# Finally puking at Mt. Bachelor!! Bend, Oregon & happy to join this majestic forum YO



## CVesTron (Mar 20, 2015)

*Finally puking at Mt. Bachelor!! Bend, Oregon & happy to join this majestic forum YO*

Regardless of the fact that Bend has the some of most snow in the west / PNW, we are having the bummiest winter ever, but things are looking good for a continuous dump as of right now and I'm super pumped ! Also stoked that I got to try a couple Libtech 2016 models out yesterday thanks to our mountain "Demo Day" which was siiiick plus there was a fresh inch or two so I was enjoying carving groomers.(I'm 6ft) The Dark Knife 158 was insane for carving and hauling ass on, the C3 camber plus 7 flex stiffness made for some fun pop.
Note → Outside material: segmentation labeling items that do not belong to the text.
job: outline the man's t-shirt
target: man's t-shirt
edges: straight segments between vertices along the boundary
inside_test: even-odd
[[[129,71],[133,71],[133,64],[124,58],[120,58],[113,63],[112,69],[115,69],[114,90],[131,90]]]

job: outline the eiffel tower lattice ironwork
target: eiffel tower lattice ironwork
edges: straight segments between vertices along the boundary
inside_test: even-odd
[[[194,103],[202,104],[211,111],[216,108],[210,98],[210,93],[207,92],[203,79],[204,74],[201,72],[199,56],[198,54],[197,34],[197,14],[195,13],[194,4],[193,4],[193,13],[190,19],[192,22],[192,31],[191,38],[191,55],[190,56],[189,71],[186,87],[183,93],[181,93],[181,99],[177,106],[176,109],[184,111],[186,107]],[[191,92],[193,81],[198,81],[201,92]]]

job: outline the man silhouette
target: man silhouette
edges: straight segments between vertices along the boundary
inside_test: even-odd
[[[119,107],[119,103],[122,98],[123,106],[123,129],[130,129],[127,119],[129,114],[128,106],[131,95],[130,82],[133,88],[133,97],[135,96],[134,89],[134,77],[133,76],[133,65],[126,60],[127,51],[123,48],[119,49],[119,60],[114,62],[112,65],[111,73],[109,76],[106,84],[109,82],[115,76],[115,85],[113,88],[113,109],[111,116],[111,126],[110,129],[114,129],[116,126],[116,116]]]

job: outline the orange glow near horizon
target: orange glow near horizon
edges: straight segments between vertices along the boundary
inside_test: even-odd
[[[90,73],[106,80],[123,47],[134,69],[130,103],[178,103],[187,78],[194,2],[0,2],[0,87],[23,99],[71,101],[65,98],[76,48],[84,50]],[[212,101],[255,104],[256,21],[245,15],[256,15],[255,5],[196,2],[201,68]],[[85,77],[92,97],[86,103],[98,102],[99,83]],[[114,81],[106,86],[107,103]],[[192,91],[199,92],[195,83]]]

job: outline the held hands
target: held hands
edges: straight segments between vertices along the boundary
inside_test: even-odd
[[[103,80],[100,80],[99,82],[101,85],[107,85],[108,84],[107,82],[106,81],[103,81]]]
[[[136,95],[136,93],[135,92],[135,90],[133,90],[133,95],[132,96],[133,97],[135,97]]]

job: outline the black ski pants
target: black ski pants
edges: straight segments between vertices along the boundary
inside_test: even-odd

Also rode the T Rice Pro 157 which was just an all'round fun board to play on. Sorry to rub it in but Jan and Feb have had me down and these current couple days are turning my frown upside down. Oh yeah and my brother demo'ed the 158 GNU Zoid and he just about died and is ready to make the purchase ASAP, I guess it's Nicholas Mueller's favorite deck out of any which is what the Libtech rep said.


----------



## ridinbend (Aug 2, 2012)

I heart Zoid


----------